Ratings: 36 million audience. 5th Weekly programs, 1st TV genre show.
This episode aired on December 18, just one week before Christmas; it was the last new episode that aired in 1985, and then the series took some two weeks break and resumed airing the second half of the season by January of the following year (exactly as they did on December 1984 on Season 1). Usually, on this time of the year there’s a Christmas Special (that was the case in season 1, and it will also be in the future seasons). But, for some reasons, Highway didn’t have a Christmas Special in the second season (the only season to skip it), so they made this instead — an episode about drugs that was produced three months earlier. Not really the kind of Christmas episode people wanted to see — but maybe they did put it off because The Monster was even less about Christmas than this assignment.

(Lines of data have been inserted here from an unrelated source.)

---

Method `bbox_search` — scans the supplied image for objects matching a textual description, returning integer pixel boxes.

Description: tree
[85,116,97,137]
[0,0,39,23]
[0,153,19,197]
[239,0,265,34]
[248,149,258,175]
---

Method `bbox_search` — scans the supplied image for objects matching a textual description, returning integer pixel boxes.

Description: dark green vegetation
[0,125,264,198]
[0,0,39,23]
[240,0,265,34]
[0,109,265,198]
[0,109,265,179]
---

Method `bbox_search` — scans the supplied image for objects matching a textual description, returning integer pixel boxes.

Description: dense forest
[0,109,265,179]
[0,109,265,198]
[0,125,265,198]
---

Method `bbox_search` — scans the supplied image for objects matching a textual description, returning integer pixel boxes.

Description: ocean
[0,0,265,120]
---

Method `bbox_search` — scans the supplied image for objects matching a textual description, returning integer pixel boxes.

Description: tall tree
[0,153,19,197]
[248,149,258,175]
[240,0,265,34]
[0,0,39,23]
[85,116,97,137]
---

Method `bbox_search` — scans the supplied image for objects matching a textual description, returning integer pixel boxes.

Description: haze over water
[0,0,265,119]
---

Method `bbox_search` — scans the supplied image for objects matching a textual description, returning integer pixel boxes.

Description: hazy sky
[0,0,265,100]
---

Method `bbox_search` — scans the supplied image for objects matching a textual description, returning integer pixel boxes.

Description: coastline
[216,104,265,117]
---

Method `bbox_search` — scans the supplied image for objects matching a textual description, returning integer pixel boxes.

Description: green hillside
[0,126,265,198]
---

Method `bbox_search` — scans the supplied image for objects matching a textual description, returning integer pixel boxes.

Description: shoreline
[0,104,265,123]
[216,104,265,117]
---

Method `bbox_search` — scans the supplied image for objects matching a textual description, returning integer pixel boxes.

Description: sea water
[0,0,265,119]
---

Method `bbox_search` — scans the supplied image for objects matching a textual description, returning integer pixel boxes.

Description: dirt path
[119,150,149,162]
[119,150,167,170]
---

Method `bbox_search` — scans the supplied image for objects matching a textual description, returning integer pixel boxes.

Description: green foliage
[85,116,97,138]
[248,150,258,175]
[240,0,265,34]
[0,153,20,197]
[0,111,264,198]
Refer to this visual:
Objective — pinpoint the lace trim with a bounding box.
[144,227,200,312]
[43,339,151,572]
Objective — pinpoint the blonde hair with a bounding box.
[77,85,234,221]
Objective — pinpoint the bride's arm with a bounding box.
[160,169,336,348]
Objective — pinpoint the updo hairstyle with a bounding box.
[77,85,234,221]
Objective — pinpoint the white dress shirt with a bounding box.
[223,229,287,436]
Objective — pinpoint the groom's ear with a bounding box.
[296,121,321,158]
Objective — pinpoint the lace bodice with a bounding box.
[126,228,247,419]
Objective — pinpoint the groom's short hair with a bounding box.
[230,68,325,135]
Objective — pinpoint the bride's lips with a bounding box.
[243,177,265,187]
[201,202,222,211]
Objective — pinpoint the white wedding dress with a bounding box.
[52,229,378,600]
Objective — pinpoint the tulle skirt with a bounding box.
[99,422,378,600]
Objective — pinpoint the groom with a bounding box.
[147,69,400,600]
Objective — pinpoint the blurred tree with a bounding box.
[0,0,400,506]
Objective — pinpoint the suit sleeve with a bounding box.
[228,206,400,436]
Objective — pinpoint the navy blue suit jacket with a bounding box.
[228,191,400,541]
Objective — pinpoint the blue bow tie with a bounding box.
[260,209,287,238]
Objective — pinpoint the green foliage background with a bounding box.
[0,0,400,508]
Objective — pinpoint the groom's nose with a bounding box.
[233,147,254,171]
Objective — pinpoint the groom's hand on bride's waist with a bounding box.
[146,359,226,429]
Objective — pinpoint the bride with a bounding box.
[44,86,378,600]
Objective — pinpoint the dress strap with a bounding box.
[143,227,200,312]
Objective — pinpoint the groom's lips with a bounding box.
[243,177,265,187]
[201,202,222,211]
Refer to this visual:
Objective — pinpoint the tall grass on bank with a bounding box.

Yet, people didn’t really care about Christmas episode in a Christian show, and this episode scored not as high as The Monster Part 2 (but that was quite obvious, considering that’s currently the most watched episode of the series so far) yet kept up with very impressive ratings, even ranking first as the most watched show of the week (although it’s largely because the two TV shows that almost always got ahead didn’t air that week). Those ratings made this episode both the most watched sport related one and the most watched show about drugs of the entire series. So, maybe it was a good move to skip Christmas that year.
Actually, they didn’t completely forget about it: one week later, exactly on Christmas Day 1985, they aired back the Christmas Special of Season 1, and, odd enough, the second time the ratings even improved on its original airing one year earlier. That’s a further confirmation of how the series, despite the ratings of the first half of the first season, was experiencing a sudden, greater popularity now.